As the U.S. approaches the four-year anniversary of September 11, 2001, terrorism remains a persistent threat. While it's clear that shopping malls are a tempting target for terrorist attacks, it's not clear to what degree the mall industry has created a system of defenses (see cover story, p. 91). What is clear, according to a recent online poll ofTraffic readers, is that retail real estate professionals think more should be done.
Only 17.8 percent of Retail Traffic readers who responded to the online poll think the industry has gone far enough to prevent a terrorist attack. A little more than 40 percent felt the industry has not gone far enough to prevent an attack and 41.5 percent had no opinion on the matter.

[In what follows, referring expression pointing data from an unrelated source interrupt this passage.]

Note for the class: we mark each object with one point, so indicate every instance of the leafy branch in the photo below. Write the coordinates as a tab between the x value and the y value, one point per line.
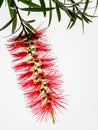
74	10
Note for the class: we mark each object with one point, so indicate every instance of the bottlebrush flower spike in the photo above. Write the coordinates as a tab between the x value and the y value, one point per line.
37	74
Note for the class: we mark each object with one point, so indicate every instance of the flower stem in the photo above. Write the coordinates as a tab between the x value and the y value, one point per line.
21	20
52	116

From the sample, it seems that the threat of terrorism does not loom large in the industry, even though the Department of Homeland Security lists malls as likely “soft” targets. Most respondents said that terrorism was either only a moderate concern or no concern for them. Only 9.3 percent of readers said they were “very concerned” about a terrorist attack on a mall. The majority, 64.4 percent, said they were only moderately concerned. Meanwhile, 24.6 percent said they weren't concerned at all.
“We are doing fine,” one reader responded. “We do not need additional security.” Another added: “It's the government's responsibility. Nothing the retail industry does will make any difference to either a terrorist or a [potential] target.”

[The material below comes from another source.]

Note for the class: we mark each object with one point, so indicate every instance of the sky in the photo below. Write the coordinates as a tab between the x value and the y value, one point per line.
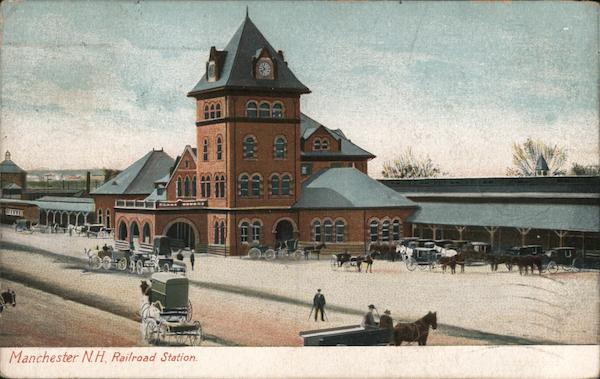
98	84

Meanwhile, 40.7 percent of respondents said that they haven't raised their security spending at all since Sept. 11. Many (37.3 percent) identified the increased costs of security as the biggest barrier to introducing greater mall security. Others included “Fear of scaring off customers” (16.1 percent) and “Lack of expertise among/company managers” (12.7 percent). In addition, 21.2 percent had no answer to the question.

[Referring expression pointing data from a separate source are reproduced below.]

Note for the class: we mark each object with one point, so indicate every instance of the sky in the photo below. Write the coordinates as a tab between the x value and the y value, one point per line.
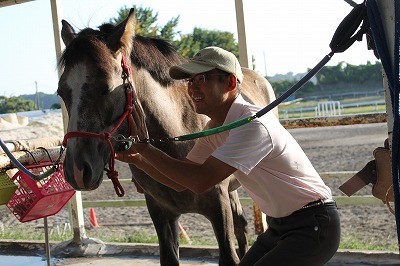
283	35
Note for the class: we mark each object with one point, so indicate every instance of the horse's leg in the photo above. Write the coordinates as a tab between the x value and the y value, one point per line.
217	209
240	223
166	224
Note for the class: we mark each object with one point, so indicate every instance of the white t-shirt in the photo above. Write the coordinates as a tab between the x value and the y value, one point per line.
271	166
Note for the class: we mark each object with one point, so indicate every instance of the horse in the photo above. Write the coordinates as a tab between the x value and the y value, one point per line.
95	98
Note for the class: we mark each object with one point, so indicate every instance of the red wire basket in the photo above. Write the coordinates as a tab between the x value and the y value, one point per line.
37	199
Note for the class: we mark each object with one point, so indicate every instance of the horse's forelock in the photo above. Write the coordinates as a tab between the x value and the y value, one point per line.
89	44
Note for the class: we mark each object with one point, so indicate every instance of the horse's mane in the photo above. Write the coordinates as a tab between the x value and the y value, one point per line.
153	54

“Malls are an open environment,” one reader wrote. “We have an inability to restrict access to public areas.”
The most common tactics that owners and retailers have adopted since September 11 include installing more cameras and surveillance equipment (37.1 percent), improved coordination with first responders (34.3 percent), restricted access to service areas (32.9 percent), provided additional training for security personnel (32.9 percent), and hired additional security personnel (30.0 percent).
Terrorism insurance is another hot-button issue for the industry. Many owners say they are concerned with the Congressional delays in renewing the federal backstop, which expires at yearend (see related story, p. 107). In our survey, 20.3 percent said the backstop was “essential” while another 34.3 percent said it was “important.” Only 14.4 percent thought the backstop was unnecessary while 30.5 percent said they “didn't know” or had no opinion on the matter. Only 34.7 percent were confident that Congress would pass an extension while 33.1 percent said they weren't sure and another 19.5 percent had no answer.
While 40.7 percent of respondents said that they have not changed their spending on security since September 11, most owners have: According to the survery, 22.9 percent said they've increased spending up to 5 percent; 15.3 percent have increased it between six and 10 percent; 11.9 percent have increased it between 11 and 25 percent and 4.2 percent have increased spending by more than 25 percent.
The poll was conducted over a 10-day period in late August. In all, about 120 readers responded to the poll. About 60 percent of the respondents were owners, developers, managers or retailers. More than half the respondents identified themselves as owners, presidents, vice presidents, directors or principals.